Naturally, my wife and I were not happy about this news. We sought a second opinion from another obstetrician, who told us that this didn’t necessarily need to be the case. Natural delivery might be possible after all, depending on the circumstances.
When my wife became pregnant for the second time, the pregnancy proceeded normally. However, when she was ten days overdue, the doctor said that this situation could not continue. The baby was getting bigger, which meant that the chances of normal delivery were diminishing by the day. It was a Thursday, and he booked an operating room for a Cesarean on the following Tuesday.

That Thursday night, I called New York and spoke with the Rebbe’s secretary, Rabbi Binyomin Klein. I wanted him to ask the Rebbe two things — should my wife proceed with the Cesarean, and should I proceed with a tonsillectomy to remedy a recurring infection that was not responding to antibiotics.

The next day, Friday, I called Rabbi Klein again numerous times to see if there was an answer from the Rebbe. But the phone was constantly busy. I did not manage to get through until Sunday, when Rabbi Klein informed me that he had an answer from the Rebbe. The Rebbe gave us blessings but he had responded to my two questions in completely different ways. And as he often did, the Rebbe wrote in shorthand so Rabbi Klein needed to explain his words to me.

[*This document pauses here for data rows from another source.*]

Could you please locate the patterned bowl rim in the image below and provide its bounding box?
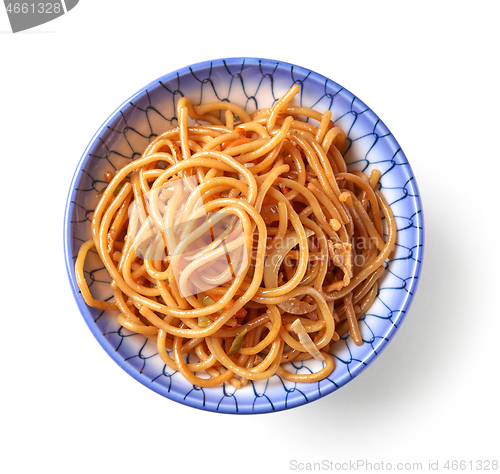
[63,57,425,414]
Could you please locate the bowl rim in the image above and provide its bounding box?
[63,56,425,414]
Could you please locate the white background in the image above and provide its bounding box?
[0,0,500,474]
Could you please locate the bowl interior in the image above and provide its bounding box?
[65,58,423,413]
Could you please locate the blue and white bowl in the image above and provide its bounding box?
[64,58,424,414]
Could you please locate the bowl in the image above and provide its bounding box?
[64,58,424,414]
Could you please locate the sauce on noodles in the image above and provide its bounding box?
[75,85,396,388]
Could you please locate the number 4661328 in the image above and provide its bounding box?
[7,2,62,14]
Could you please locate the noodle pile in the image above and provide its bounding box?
[75,85,396,388]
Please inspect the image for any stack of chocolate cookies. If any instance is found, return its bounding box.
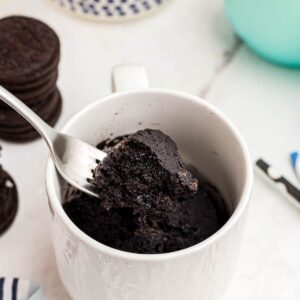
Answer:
[0,16,62,142]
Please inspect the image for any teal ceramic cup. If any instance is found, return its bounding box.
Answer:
[225,0,300,67]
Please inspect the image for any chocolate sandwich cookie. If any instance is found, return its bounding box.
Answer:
[4,67,58,92]
[0,16,60,86]
[0,89,61,127]
[0,92,62,143]
[0,73,57,110]
[0,166,18,235]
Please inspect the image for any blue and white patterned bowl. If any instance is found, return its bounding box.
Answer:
[52,0,171,21]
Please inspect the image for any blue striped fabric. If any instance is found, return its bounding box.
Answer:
[0,277,44,300]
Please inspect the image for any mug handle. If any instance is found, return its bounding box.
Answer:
[112,64,149,92]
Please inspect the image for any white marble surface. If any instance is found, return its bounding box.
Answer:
[0,0,300,300]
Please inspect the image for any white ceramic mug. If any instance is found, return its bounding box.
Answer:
[46,65,253,300]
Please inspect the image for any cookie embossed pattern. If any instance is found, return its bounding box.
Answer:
[51,0,171,21]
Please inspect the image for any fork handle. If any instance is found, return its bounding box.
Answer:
[0,85,56,148]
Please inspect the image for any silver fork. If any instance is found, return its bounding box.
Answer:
[0,86,107,197]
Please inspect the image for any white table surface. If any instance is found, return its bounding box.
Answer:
[0,0,300,300]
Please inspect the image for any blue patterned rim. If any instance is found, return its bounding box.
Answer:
[52,0,171,20]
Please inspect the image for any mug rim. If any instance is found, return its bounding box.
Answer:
[46,88,253,261]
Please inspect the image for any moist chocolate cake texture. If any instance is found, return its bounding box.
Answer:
[94,129,198,215]
[63,129,228,254]
[0,16,62,142]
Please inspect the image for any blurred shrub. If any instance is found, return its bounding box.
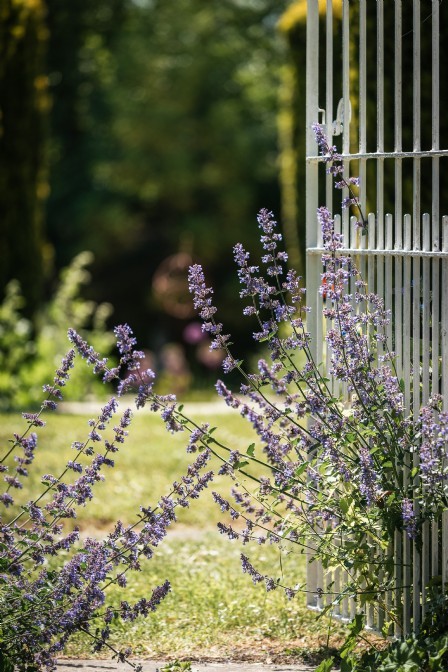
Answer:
[0,252,114,410]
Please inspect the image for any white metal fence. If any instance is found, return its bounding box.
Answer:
[306,0,448,636]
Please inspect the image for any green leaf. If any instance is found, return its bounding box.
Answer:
[233,460,250,469]
[0,649,14,672]
[316,656,334,672]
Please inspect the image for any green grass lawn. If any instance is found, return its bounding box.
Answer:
[0,414,350,661]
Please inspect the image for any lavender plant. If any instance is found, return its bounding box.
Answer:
[0,325,213,670]
[0,126,448,670]
[145,125,448,644]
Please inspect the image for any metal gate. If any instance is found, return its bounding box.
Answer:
[306,0,448,636]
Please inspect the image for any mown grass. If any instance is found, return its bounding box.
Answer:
[0,414,350,661]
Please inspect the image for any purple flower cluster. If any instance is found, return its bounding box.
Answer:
[0,325,222,670]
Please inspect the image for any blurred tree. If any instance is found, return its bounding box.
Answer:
[43,0,286,346]
[0,0,49,316]
[46,0,127,268]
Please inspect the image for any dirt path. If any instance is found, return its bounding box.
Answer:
[57,659,322,672]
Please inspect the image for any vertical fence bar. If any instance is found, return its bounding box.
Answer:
[420,213,431,618]
[412,0,421,228]
[342,0,351,231]
[305,0,319,607]
[412,205,421,628]
[394,0,403,232]
[431,2,440,228]
[412,5,421,630]
[402,215,412,635]
[393,209,405,637]
[440,215,448,590]
[359,0,367,214]
[376,0,384,228]
[325,0,333,212]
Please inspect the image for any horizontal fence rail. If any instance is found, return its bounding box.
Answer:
[306,0,448,637]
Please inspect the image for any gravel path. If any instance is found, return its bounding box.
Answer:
[57,659,316,672]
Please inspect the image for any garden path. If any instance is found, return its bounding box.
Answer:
[57,659,316,672]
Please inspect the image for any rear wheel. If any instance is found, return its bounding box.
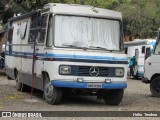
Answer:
[103,89,124,106]
[16,72,26,92]
[44,75,62,105]
[150,77,160,97]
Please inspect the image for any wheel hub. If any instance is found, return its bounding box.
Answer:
[45,83,54,97]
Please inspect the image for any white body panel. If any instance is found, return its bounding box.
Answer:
[144,54,160,80]
[6,4,127,88]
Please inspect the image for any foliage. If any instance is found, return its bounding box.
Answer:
[0,0,160,38]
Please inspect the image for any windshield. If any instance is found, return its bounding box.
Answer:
[54,15,120,50]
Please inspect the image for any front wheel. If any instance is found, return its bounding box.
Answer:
[44,76,62,105]
[150,77,160,97]
[103,89,124,106]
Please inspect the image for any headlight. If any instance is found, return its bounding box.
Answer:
[59,66,71,75]
[115,68,124,77]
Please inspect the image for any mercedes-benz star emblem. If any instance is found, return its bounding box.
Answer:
[89,67,99,76]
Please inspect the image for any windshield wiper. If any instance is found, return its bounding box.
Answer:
[89,46,114,51]
[62,44,88,50]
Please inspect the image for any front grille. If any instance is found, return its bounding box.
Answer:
[76,66,115,77]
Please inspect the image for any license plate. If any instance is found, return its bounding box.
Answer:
[87,83,102,88]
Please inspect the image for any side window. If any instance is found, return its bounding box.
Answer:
[142,46,145,53]
[28,16,36,43]
[38,14,48,43]
[46,15,54,47]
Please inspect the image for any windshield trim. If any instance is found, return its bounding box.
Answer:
[153,32,160,55]
[52,14,124,52]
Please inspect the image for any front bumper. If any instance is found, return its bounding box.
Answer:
[51,80,127,89]
[142,77,150,84]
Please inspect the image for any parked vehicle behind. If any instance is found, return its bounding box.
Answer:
[5,3,128,105]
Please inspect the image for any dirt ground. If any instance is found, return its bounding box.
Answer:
[0,72,160,119]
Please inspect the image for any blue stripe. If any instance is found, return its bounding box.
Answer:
[6,51,128,64]
[6,51,128,61]
[51,80,127,89]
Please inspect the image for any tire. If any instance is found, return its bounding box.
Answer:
[102,89,124,106]
[43,75,62,105]
[7,76,12,80]
[16,72,26,92]
[150,77,160,98]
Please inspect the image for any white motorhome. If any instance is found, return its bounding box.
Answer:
[124,39,156,78]
[5,3,128,105]
[142,30,160,97]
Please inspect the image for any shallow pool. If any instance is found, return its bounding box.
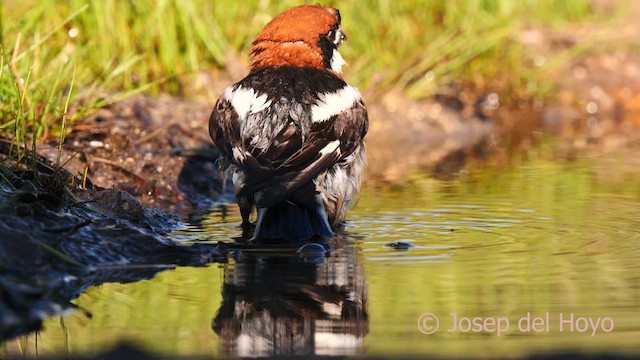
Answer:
[11,143,640,357]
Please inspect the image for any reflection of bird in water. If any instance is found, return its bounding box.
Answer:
[209,5,368,241]
[212,239,369,356]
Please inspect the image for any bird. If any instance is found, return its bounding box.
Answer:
[209,5,369,241]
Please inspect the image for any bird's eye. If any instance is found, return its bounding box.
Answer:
[328,28,347,47]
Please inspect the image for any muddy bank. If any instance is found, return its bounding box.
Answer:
[0,153,227,340]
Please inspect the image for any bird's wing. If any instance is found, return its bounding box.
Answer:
[252,93,368,207]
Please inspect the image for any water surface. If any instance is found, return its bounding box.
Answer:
[11,149,640,357]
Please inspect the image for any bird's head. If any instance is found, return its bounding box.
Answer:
[251,5,347,74]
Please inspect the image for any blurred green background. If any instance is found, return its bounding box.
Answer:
[0,0,615,146]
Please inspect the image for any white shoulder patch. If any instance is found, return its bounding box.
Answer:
[311,85,362,122]
[331,49,347,74]
[224,86,271,120]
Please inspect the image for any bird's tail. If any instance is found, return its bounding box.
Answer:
[253,201,335,242]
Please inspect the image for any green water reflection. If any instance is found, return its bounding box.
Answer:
[18,149,640,357]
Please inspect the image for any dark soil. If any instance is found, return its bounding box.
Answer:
[0,143,227,340]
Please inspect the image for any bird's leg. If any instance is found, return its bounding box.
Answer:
[238,196,253,237]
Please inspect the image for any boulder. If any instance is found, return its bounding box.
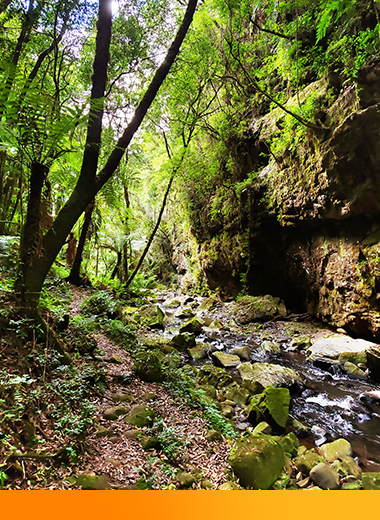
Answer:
[246,386,290,428]
[319,439,352,462]
[125,405,156,428]
[310,462,340,489]
[211,352,240,368]
[234,294,286,325]
[237,363,301,391]
[306,336,374,363]
[228,434,285,489]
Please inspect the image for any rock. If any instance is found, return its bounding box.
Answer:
[176,471,196,488]
[228,434,285,489]
[234,294,286,325]
[77,475,111,491]
[188,346,207,361]
[103,406,127,421]
[96,426,113,439]
[310,462,340,489]
[205,430,223,442]
[237,363,301,391]
[343,361,367,379]
[252,421,272,435]
[293,449,326,475]
[132,350,163,383]
[246,386,290,428]
[141,392,157,401]
[179,316,205,336]
[125,405,156,428]
[138,435,161,450]
[362,471,380,490]
[319,439,352,462]
[260,341,281,354]
[196,365,234,389]
[134,304,165,330]
[365,348,380,383]
[231,347,251,361]
[170,332,196,351]
[211,352,240,368]
[306,336,374,363]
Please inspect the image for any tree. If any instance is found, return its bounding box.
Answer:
[16,0,197,320]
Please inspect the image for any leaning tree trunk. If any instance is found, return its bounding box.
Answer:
[15,0,197,320]
[66,199,95,285]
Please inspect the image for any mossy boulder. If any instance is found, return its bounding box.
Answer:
[234,294,286,325]
[134,304,165,330]
[246,386,290,428]
[132,349,163,383]
[196,365,234,389]
[237,363,301,393]
[179,316,205,336]
[125,405,156,428]
[228,434,285,489]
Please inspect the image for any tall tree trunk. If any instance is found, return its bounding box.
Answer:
[66,199,95,285]
[15,0,197,316]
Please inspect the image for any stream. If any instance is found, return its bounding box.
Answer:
[159,295,380,471]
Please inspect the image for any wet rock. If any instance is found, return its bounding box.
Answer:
[103,406,127,421]
[234,294,286,325]
[362,471,380,490]
[125,405,156,428]
[170,332,196,351]
[179,316,205,336]
[237,363,301,390]
[319,439,352,462]
[310,462,340,489]
[231,347,251,361]
[293,449,326,475]
[77,475,111,491]
[306,336,374,362]
[228,434,285,489]
[211,352,240,368]
[246,386,290,428]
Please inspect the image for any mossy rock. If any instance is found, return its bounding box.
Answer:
[76,475,111,491]
[134,304,165,330]
[234,294,286,325]
[196,365,234,389]
[228,434,285,489]
[246,386,290,428]
[125,405,156,428]
[179,316,205,336]
[132,349,163,383]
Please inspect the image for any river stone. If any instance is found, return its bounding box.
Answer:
[179,316,205,336]
[234,294,286,325]
[319,439,352,462]
[196,365,234,389]
[125,405,156,428]
[228,434,285,489]
[211,352,240,368]
[310,462,340,489]
[306,336,374,363]
[103,406,127,421]
[132,349,163,383]
[237,363,301,389]
[77,475,111,491]
[170,332,196,351]
[362,471,380,490]
[343,361,367,379]
[293,446,326,475]
[134,304,165,330]
[246,386,290,428]
[231,347,251,361]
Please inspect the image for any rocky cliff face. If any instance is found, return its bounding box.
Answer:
[189,63,380,339]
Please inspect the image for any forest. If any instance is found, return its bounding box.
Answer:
[0,0,380,490]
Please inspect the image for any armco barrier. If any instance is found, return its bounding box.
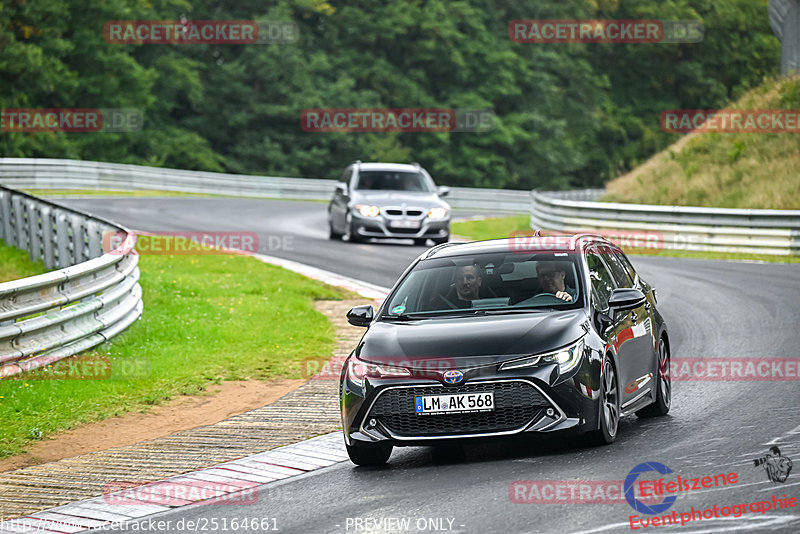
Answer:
[530,189,800,255]
[0,158,528,213]
[0,186,142,378]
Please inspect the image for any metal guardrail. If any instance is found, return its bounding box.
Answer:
[769,0,800,75]
[530,189,800,255]
[0,158,529,213]
[0,186,142,378]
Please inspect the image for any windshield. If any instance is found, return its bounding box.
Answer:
[355,171,433,193]
[384,253,582,317]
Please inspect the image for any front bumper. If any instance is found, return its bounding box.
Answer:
[352,212,450,239]
[340,364,599,446]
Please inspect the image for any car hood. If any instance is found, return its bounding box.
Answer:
[356,310,586,365]
[353,191,448,208]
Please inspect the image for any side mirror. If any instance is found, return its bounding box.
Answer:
[608,287,646,317]
[347,304,374,327]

As far as the tonsillectomy, the Rebbe answered that we should act “according to the advice of the doctor.” As far as the Cesarean, the Rebbe answered, “meanwhile the Nine Days.”

We were about to start the “Nine Days” — the period of mourning for the destruction of Jerusalem which begins on the first day of the Hebrew month of Av, and which culminates on the ninth of Av — known as Tisha B’Av — the terrible date on the Jewish calendar when both the First Temple and Second Temple were destroyed by invaders. Rabbi Klein explained that the Rebbe meant that the “Nine Days” are not a good time for operations, so we should wait until they are over.

I called the doctor on Monday and informed him that I had consulted the Rebbe and he had advised to postpone the Cesarean. Both my wife and I agreed on this. Although we realized that we were putting both my wife’s life and our baby’s life on the line by listening to the Rebbe and not to the doctor, we trusted the Rebbe one hundred percent.

The doctor was very respectful of our decision, but he also said that if the baby goes into distress, it would not be possible to wait until after Tisha B’Av since, in any case, the birth was already almost three weeks overdue.

As it happened, our daughter, Rivki, was born totally naturally on the following Sunday, the seventh of Av, during the “Nine Days.” (In hindsight, I realized that the Rebbe’s words could also be understood as an allusion to this: There was no need for the Cesarean because the baby would be born meanwhile, during the “Nine Days”!)

Afterwards, the doctor said, “I want to tell you something which I didn’t tell you before. When your wife’s labor started last night, I was ninety percent sure we would be doing a Cesarean and I acted accordingly, but somehow things turned around overnight.”

The anesthetist told us something similar. He said our doctor had booked him in for the Cesarean, and then he was amazed to hear that the Cesarean had been canceled. He had never had anything like that happen before.

A few days later, I went to the hospital for my tonsillectomy.

Rivki grew up happy and healthy and is now a Rebbetzin, serving the community of Central Shule Chabad of Melbourne, alongside her husband, Rabbi Shmuel Karnowsky. As for my wife, in the years that followed — thanks to the Rebbe’s blessing — she delivered eight more children, all of them naturally.

Mr. Avrohom Procel serves as executive director of the Rabbinical College of Australia and New Zealand (Yeshivah Gedolah – Melbourne). He was interviewed in July 2016.